New Heavy Ion Collider could "destroy the earth"

Sith Lord Jesus writes "According to an article in the London Sunday Times, a new nuclear accelerator designed to recreate the Big Bang might possibly--*possibly*--cause the earth to "disappear in the twinkling of an eye." Oops. " This reminds me of the some the fears that the folks in the Manhatten Project had-almost zero chance of anything occuring, but the notion of creating a black hole on the surface of the Earth is a strangely appealing one, from a sheer comedic value POV.

Re:ummm, is there a point to this?

No, there is not a better use of money.

First of all, far, far money is spent on finding cures for horrible diseases than on high energy physics. For twenty years, the fight against horrible diseases like AIDS has soaked up research money like you wouln't believe (I think it may have been nealy 1/2 the NIH budget at one point). Personally, I don't see that we are too much better off.

As for what is learned as a result of these high energy experiments, just in the last few years we have learned that the neutrino has mass, the standard model is insufficient, we are beginning to study asymetries such as CP violation (which will explain why the universe exists), why things have mass (or at least we will have found this in the next few years with the discovery of the Higgs bosons). We know that Einstein's theories of gravitation are incomplete. I could give you an incredible list of what these experiments have and will bring to mathematics, physics and astronomy in the future.

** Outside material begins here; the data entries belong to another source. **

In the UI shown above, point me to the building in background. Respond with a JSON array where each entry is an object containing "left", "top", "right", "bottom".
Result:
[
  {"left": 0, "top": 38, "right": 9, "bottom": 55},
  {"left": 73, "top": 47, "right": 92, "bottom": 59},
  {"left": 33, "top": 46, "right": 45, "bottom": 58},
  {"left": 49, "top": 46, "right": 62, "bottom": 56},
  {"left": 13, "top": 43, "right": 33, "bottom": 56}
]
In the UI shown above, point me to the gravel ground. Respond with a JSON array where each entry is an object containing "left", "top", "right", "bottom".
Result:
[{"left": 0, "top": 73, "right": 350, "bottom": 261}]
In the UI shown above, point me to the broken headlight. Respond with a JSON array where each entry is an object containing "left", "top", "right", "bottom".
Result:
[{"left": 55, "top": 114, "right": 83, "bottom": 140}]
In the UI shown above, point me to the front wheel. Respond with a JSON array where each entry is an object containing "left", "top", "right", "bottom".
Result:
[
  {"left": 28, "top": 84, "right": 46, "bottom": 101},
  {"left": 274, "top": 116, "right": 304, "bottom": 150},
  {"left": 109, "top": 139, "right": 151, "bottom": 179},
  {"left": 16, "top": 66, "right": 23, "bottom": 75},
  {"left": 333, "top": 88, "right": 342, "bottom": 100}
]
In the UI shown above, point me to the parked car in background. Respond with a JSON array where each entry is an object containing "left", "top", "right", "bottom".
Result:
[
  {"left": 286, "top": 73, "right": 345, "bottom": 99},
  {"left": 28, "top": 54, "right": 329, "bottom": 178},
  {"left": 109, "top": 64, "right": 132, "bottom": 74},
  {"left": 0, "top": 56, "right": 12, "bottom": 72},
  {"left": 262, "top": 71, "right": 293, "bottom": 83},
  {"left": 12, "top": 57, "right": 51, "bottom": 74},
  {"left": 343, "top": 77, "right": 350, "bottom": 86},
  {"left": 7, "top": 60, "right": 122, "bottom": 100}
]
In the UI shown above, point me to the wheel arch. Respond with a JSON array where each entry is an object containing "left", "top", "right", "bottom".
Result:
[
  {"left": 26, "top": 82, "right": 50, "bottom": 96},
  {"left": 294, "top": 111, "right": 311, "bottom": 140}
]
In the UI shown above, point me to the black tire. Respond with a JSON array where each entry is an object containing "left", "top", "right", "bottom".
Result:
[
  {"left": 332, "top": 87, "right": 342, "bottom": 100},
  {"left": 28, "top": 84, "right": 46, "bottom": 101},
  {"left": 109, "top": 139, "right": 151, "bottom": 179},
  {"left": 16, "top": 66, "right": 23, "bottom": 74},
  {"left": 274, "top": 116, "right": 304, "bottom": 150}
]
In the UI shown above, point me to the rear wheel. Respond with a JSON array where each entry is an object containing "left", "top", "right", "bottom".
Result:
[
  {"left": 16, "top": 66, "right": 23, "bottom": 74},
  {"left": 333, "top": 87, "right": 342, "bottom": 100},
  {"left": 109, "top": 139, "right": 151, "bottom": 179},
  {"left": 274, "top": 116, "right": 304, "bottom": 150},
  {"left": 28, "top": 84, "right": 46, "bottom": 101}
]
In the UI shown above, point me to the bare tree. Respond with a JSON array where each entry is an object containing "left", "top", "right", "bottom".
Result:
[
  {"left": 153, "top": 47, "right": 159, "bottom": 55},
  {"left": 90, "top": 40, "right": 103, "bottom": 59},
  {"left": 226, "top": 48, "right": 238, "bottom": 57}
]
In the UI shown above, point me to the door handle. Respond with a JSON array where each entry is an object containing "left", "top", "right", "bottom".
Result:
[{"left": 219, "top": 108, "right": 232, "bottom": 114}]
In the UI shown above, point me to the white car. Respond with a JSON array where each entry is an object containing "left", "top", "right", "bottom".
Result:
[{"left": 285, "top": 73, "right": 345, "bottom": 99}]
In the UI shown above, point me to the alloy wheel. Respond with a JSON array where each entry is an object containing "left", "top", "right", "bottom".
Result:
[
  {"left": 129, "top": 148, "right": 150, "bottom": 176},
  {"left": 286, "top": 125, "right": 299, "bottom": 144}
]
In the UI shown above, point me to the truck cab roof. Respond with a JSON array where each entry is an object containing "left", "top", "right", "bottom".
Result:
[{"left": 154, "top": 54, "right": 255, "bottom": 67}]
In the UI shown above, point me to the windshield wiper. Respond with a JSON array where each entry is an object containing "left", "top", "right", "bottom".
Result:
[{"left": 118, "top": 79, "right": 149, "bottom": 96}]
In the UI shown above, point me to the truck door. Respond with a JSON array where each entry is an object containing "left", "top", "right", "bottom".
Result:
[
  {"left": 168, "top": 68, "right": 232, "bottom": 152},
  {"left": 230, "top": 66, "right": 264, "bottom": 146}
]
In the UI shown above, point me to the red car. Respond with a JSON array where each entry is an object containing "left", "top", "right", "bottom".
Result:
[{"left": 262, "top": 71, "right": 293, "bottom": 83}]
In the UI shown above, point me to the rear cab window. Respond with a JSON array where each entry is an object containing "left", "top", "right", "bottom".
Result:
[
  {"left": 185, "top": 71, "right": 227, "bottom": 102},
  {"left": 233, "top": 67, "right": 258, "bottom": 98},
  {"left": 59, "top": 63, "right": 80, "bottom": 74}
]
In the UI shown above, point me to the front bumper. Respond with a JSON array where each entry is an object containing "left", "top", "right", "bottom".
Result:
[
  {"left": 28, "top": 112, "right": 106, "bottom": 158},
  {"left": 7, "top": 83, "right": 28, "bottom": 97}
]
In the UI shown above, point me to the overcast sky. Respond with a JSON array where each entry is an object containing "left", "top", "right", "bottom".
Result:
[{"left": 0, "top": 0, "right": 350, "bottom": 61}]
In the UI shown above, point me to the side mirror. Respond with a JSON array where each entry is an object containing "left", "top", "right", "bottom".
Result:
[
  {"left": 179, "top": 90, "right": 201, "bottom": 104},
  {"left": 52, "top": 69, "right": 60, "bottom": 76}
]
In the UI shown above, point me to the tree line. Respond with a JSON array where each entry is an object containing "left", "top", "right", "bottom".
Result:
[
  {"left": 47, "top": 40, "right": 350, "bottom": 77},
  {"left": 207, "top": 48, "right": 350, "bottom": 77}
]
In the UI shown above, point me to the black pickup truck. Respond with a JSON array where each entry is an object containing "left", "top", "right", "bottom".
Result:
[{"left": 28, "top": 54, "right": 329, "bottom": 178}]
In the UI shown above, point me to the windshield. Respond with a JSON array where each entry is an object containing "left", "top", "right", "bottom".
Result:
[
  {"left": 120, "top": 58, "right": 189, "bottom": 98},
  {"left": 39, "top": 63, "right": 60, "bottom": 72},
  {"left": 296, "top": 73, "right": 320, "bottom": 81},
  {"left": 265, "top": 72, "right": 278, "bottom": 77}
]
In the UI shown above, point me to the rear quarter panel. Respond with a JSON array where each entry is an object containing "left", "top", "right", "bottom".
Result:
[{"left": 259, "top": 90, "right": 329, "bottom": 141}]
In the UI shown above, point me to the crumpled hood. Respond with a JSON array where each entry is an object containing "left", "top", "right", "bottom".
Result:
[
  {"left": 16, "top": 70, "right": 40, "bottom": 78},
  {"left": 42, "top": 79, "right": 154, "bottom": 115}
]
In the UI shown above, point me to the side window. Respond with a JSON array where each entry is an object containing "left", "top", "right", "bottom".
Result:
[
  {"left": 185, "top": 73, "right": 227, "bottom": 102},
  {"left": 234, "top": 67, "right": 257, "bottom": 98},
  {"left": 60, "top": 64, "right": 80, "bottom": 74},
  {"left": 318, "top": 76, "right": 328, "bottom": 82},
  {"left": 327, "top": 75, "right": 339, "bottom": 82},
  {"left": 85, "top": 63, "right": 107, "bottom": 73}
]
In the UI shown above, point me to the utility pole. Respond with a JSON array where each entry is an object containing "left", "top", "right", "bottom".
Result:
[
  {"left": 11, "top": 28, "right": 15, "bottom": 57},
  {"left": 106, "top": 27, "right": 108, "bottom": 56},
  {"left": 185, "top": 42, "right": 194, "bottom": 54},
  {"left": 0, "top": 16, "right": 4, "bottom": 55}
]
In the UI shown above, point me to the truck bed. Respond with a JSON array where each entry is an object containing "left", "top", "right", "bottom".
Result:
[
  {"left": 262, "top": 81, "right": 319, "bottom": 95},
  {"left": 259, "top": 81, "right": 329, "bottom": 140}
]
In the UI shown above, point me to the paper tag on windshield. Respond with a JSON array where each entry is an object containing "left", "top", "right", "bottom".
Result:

If however, you are not interested in any of that, surely these things are important for their technological spinoffs. High energy experiments...

brought us the world wide web. Web commerce soon will exceed the money spent on high energy physics.

is the largest application of superconducting technology anywhere. Were it not for such experiments, we would not currently have superconductor based products, like MRIs.

Particle accelerators are now often used as treatment for certain cancers and blindness. Funny to think it, but these days every major hospital in the country has a particle accelerator.

Particle accelerators and storage rings are currently used as a source for x-ray or neutron studies of materials. They are used by virtually every company that makes something, from GM to Intel.

High energy physics pushes the limits of computation, finds better algorithms, expands clustering and distributed computing technologies. The fastest computer in the world is currently used for nuclear computations.

The demands of detectors push the limits of silicon and nano technologies. Curretly they are building silicon devices many times smaller than places like Intel even have the technology to do. They pioneer the use of other materials such as synthetic diamond for semiconductor devices (which are functional at far higher temperatures than silicon).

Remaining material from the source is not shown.